Más allá de la estética, el regreso del vinilo recupera una dimensión cultural que se había diluido con el CD: la importancia de la portada, el diseño gráfico y el objeto como experiencia completa. La escucha se convierte en un ritual más pausado, incluso aunque no sea cotidiano. El fetiche, lejos de ser frívolo, conecta con una tradición histórica del disco como artefacto cultural total.

Para la industria, además, el atractivo económico es evidente. Un vinilo se vende habitualmente entre 25 y 28 euros, frente a los 15-18 euros del CD, elevando el gasto medio del fan. En España, discos como El madrileño de C. Tangana o Motomami de Rosalía han superado las 30.000 copias vendidas en vinilo, cifras impensables hace apenas una década.

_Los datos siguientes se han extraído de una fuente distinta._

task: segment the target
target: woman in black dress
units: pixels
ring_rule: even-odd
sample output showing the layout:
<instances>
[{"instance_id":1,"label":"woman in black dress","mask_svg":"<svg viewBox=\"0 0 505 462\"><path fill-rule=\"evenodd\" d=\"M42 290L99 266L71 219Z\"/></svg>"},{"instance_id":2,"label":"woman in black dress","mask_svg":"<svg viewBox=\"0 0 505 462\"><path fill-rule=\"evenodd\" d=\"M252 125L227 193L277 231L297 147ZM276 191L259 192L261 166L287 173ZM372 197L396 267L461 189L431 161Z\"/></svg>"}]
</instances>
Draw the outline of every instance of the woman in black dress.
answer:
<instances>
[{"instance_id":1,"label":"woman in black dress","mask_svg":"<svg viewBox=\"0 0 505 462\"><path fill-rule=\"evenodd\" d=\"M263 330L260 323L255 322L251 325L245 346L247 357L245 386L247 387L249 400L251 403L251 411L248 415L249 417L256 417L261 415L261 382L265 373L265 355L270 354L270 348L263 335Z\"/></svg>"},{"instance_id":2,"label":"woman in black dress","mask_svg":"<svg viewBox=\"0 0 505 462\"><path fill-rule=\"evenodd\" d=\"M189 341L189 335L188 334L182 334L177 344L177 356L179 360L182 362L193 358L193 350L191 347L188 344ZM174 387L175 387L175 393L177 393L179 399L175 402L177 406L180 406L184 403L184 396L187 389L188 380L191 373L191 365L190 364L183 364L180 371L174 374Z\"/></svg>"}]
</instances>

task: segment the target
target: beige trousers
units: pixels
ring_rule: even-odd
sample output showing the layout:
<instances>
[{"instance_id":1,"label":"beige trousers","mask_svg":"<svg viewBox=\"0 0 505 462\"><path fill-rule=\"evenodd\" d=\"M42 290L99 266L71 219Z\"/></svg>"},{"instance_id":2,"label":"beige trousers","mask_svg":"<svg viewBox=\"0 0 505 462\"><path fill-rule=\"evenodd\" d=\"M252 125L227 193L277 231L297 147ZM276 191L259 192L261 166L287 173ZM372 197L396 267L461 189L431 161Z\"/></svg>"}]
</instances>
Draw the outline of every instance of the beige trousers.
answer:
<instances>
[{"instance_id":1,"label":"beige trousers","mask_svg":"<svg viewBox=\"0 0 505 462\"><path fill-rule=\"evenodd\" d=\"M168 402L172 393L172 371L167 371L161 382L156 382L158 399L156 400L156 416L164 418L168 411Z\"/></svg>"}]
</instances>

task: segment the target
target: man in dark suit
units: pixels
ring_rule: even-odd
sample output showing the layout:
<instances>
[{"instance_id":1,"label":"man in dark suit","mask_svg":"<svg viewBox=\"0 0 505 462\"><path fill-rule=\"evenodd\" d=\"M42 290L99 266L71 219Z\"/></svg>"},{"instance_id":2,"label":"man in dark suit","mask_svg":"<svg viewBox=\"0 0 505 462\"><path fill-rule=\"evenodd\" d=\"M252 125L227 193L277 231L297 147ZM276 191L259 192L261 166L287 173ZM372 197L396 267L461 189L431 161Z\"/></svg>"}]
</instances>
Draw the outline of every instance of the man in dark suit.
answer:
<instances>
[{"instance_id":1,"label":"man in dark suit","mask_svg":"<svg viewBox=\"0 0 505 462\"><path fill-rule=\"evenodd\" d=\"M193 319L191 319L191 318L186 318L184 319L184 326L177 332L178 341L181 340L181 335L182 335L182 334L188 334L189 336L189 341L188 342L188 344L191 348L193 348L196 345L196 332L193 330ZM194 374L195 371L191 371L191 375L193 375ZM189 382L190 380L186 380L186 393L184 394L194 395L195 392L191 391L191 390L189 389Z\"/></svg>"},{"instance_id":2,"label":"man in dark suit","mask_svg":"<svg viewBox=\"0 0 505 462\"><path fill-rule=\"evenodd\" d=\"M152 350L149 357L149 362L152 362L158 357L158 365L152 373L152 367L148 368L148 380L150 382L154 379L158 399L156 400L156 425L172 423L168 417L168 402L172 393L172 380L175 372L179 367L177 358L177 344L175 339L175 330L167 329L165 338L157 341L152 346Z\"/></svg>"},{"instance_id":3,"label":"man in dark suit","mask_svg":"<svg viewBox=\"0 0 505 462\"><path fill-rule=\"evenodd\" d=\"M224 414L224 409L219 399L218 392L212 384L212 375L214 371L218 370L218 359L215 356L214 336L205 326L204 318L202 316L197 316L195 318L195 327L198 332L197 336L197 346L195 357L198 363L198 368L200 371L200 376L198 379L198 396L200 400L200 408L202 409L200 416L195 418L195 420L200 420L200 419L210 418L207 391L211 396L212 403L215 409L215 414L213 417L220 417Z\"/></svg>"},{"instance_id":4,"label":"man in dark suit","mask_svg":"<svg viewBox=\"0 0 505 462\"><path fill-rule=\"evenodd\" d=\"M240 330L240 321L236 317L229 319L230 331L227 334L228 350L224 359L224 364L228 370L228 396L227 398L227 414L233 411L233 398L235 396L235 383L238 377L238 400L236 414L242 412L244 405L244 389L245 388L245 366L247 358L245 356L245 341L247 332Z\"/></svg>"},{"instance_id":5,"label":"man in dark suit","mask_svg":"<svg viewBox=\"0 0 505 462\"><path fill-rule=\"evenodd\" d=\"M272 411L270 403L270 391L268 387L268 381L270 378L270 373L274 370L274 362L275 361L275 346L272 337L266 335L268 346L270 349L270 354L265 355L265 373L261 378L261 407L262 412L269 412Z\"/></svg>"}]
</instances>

El boom no está exento de tensiones. Informes del sector independiente alertan de la saturación de las fábricas, el aumento de costes y la penalización de tiradas pequeñas tras el regreso masivo de las multinacionales al formato. Aun así, el vinilo ha demostrado algo poco común: ha regresado sin nostalgia obligatoria y sin necesidad de ser escuchado.

En plena era del streaming infinito, el disco vuelve como objeto, como símbolo y como declaración cultural. Para muchos jóvenes, hoy, tener un vinilo no es escuchar música: es decir quién eres.